Prosecutor: I didn't know inauguration singer had open cases

NEW ORLEANS (AP) — The new district attorney in New Orleans, Jason Williams, said he was unaware that a star performer at his inauguration ceremony had criminal cases pending.

Online court records show three pending cases involving trombonist and singer Glen David Andrews, who performed at Monday's ceremony. Charges include domestic abuse and child endangerment, armed robbery, and drug possession.

“The District Attorney was not aware of any open cases against Mr. Andrews prior to media inquiries today," said a statement late Monday from the Orleans Parish District Attorney's Office.

The office did not immediately respond to a question as to whether Williams believes having a performer with pending criminal charges perform at the ceremony would pose a conflict of interest.

The statement acknowledged that a former legal associate of Williams represents Andrews but stressed that Williams has not represented Andrews.

“The cases involving Mr.

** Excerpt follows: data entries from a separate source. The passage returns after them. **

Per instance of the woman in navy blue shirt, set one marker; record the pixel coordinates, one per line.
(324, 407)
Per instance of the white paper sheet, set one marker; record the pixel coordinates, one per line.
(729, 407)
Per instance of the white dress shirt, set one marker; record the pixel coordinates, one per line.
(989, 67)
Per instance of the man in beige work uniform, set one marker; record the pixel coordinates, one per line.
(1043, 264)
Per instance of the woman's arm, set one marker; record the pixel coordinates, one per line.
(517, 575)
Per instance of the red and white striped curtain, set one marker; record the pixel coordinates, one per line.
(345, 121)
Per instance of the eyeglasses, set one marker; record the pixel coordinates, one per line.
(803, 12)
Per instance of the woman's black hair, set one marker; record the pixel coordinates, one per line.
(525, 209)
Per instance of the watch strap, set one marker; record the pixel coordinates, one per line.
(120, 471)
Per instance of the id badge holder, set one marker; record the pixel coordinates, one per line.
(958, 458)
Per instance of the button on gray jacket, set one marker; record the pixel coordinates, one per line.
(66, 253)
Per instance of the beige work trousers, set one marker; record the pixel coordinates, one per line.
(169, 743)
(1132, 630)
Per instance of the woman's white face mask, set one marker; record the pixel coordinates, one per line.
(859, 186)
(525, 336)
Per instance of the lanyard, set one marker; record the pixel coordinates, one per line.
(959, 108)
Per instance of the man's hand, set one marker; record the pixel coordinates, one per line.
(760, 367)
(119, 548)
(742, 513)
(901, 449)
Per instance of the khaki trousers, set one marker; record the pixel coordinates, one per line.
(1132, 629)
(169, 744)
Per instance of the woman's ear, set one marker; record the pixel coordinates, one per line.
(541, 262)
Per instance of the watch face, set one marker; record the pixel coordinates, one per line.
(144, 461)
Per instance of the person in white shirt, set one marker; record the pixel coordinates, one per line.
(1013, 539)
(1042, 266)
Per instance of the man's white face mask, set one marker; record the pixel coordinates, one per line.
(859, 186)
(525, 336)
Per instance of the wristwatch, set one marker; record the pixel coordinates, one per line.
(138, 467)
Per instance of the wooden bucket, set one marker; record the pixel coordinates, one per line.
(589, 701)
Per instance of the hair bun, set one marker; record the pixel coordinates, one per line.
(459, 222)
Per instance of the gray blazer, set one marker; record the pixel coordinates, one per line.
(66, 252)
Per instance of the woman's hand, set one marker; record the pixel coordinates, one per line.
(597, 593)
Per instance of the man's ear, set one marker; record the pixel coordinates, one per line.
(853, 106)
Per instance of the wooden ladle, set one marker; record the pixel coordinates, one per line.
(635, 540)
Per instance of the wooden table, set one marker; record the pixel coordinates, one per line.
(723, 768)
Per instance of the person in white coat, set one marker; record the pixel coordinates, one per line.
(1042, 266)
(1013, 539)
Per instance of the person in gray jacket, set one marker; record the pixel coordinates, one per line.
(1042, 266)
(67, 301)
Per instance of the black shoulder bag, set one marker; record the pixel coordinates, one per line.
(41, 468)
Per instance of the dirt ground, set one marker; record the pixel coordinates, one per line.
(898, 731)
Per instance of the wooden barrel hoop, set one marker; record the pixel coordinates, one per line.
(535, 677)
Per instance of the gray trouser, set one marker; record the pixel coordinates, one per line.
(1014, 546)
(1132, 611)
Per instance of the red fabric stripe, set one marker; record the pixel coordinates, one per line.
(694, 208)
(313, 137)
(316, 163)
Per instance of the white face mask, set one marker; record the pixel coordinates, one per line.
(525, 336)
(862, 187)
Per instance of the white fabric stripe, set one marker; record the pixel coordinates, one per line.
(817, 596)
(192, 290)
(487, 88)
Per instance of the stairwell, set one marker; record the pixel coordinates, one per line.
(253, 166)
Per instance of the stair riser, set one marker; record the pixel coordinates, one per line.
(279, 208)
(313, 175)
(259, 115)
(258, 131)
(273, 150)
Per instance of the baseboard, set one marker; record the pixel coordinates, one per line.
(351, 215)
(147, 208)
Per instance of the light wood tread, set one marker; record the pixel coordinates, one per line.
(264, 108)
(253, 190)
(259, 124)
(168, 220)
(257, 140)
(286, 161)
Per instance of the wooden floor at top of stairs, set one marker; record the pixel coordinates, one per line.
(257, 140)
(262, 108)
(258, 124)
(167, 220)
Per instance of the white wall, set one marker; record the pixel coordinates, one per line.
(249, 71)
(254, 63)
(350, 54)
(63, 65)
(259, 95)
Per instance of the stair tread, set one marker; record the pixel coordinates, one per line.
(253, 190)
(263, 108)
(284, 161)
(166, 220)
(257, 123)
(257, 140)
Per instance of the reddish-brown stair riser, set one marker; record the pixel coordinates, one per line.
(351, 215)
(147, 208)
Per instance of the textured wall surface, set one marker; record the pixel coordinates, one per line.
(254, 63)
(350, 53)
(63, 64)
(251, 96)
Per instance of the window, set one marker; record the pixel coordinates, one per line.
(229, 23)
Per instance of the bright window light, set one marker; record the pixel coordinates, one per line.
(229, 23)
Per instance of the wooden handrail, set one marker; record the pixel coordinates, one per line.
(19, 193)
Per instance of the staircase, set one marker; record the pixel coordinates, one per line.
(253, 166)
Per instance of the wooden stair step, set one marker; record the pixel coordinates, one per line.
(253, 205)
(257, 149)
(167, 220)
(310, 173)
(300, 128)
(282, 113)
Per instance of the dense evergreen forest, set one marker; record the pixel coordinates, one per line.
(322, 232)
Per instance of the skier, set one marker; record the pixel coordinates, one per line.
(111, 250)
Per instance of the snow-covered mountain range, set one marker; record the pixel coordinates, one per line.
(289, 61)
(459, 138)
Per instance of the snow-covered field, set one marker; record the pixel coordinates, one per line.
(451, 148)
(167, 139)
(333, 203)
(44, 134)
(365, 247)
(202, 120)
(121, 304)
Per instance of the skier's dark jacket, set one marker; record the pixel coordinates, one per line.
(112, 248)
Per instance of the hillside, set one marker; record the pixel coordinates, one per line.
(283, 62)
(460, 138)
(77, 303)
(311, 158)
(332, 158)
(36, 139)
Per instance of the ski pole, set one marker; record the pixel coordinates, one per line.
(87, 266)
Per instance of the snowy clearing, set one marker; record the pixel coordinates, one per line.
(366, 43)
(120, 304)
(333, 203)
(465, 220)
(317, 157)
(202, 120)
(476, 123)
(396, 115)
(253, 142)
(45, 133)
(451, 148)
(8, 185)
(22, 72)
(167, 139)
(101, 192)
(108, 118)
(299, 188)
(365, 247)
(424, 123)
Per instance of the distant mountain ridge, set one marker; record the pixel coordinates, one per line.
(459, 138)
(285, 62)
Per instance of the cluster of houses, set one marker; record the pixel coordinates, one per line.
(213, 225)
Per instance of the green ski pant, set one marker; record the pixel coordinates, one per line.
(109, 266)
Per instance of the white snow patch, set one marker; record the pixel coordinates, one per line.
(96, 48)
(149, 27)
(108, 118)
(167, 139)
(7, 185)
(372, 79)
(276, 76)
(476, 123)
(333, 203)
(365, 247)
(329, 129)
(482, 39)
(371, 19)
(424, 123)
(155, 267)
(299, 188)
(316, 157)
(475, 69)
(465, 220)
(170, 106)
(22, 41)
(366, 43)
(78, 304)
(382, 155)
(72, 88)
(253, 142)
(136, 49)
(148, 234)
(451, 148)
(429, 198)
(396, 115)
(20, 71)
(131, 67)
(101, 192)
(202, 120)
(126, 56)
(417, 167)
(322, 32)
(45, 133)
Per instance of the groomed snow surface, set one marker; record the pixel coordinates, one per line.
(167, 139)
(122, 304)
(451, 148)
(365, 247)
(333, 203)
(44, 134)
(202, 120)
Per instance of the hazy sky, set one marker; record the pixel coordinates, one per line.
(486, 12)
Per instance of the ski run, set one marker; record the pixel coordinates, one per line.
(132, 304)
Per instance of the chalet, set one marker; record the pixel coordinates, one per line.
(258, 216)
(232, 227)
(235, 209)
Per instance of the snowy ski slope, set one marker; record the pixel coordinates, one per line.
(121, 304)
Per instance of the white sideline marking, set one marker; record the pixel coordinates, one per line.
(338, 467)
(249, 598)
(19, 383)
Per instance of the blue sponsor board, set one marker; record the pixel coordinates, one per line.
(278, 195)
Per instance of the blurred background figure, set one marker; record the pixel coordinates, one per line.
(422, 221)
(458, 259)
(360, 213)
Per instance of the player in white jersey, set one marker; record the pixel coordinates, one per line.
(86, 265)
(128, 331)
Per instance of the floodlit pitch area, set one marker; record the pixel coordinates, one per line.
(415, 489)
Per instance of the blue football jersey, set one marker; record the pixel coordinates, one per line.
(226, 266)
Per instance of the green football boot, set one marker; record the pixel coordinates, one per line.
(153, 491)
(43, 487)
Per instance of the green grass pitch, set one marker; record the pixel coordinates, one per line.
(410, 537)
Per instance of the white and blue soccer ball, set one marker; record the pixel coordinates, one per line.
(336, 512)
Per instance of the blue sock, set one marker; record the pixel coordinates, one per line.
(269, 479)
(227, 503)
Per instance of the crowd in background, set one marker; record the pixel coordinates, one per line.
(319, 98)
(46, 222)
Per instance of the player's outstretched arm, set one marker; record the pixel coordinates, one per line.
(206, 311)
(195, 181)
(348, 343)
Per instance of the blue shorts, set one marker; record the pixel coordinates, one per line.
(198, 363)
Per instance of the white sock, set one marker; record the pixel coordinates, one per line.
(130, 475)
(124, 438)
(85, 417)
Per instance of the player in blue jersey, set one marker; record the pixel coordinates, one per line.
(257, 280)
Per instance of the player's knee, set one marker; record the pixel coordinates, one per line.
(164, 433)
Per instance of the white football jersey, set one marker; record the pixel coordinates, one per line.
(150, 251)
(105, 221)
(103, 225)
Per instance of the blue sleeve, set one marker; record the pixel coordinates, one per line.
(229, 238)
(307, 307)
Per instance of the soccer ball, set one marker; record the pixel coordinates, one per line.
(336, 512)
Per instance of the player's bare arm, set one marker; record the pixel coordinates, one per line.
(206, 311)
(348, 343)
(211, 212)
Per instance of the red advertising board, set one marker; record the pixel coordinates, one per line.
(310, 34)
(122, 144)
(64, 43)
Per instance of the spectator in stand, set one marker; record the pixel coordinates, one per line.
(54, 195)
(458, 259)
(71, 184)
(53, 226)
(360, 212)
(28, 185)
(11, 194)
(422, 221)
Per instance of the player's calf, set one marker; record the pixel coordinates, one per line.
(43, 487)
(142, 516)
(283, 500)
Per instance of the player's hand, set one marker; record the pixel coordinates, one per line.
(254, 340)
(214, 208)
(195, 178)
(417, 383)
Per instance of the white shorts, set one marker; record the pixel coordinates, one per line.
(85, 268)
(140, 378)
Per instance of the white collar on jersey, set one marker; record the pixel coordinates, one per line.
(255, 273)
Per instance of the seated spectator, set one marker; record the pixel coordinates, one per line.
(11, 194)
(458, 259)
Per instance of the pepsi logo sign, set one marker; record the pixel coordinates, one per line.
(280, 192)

Andrews will be handled by the office in the appropriate manner, according to the law and office policies," the statement said.

Andrews has past convictions including a guilty plea in an earlier domestic abuse case. His lawyer, Robert Hjortsberg, confirmed that Andrews has pleaded not guilty in the pending cases but declined to comment further. Hjortsberg left Williams' law firm last year.

Williams won an election in December to succeed the retiring Leon Cannizzaro. He ran on a reform platform and in his Monday speech pledged to move prosecutors in his office away from seeking jail time for defendants whose crimes arise from drug addiction or mental illness.

He also stressed he would focus on violent crimes and prosecution of domestic violence cases.

“As a friend, Mr. Williams has been a constant supporter and fan of Mr. Andrews’ immense musical talent," the statement from the District Attorney's Office said. “In addition, Mr. Williams has encouraged and supported Mr. Andrews’ efforts to overcome addiction.”